Yams or “Satsuma Imo” were first introduced to Japan in the rykyu Islands (Okinawa) in 1604 by the Chinese. It was then introduced in Kyushu in 1609, an area that grows 80% of the total Japanese production.
It has been recognized in this country fro a long time for both its nutritional and pharmaceutical qualities.
There are over a hundred species in Japan, but the most popular edible ones (not the ones exclusively used for making shochu) have red skins and light yellow flesh.
My personal favorite is the “Tanekoshima Gold Imo” grown in Taneko Island south of Kyushu. It has the particularity of being red when raw before chaning to a rich golden color when cooked. Among other varieties, the violet yams are getting increasingly popular.
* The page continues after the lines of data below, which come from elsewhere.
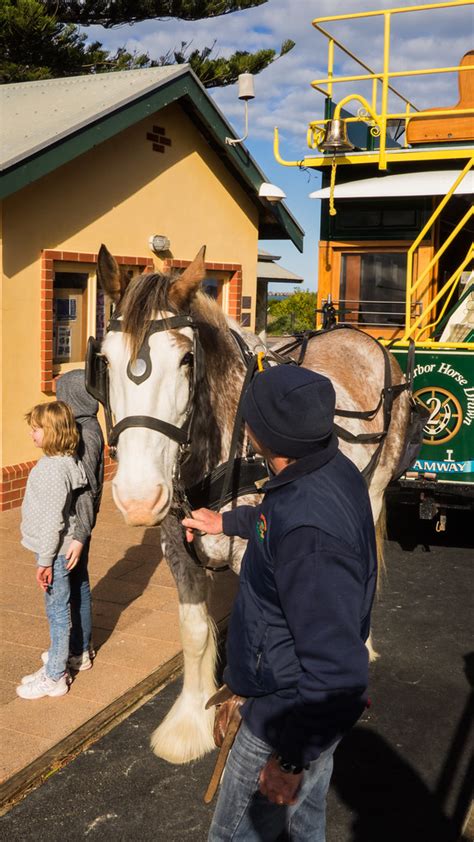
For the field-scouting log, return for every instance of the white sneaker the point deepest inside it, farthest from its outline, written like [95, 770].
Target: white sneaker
[31, 677]
[78, 663]
[43, 686]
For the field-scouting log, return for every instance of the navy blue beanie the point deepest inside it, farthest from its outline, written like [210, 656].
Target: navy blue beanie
[290, 410]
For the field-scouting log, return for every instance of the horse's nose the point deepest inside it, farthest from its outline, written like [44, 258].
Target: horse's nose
[143, 512]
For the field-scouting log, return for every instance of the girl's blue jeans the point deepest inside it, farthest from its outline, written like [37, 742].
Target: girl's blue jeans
[81, 605]
[68, 609]
[244, 815]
Tanekoshima yam (deep yellow), “common yam” (light yellow) and Murasaki/Violet yam.
The Missus particularly likes to mix the three above as a cold salad with mayonnaise or cream-based dressing.
-Season: September to November
-Main elements: Carbohydrates, Carotene, Vitamin C, Vitamin E, Potassium, Calcium, Magnesium, vegetal fibers.
-Beneficial to digestion.
-Lose very little of its beneficial elements even after a long cooking.
-Choose specimens with nice color and a “fat/roundish” aspect!
-Plunge yam in cold water as soon as you have cut them. They will not lose their color!
-Boil, bake or steam long enough before taking skin off. Discard skin!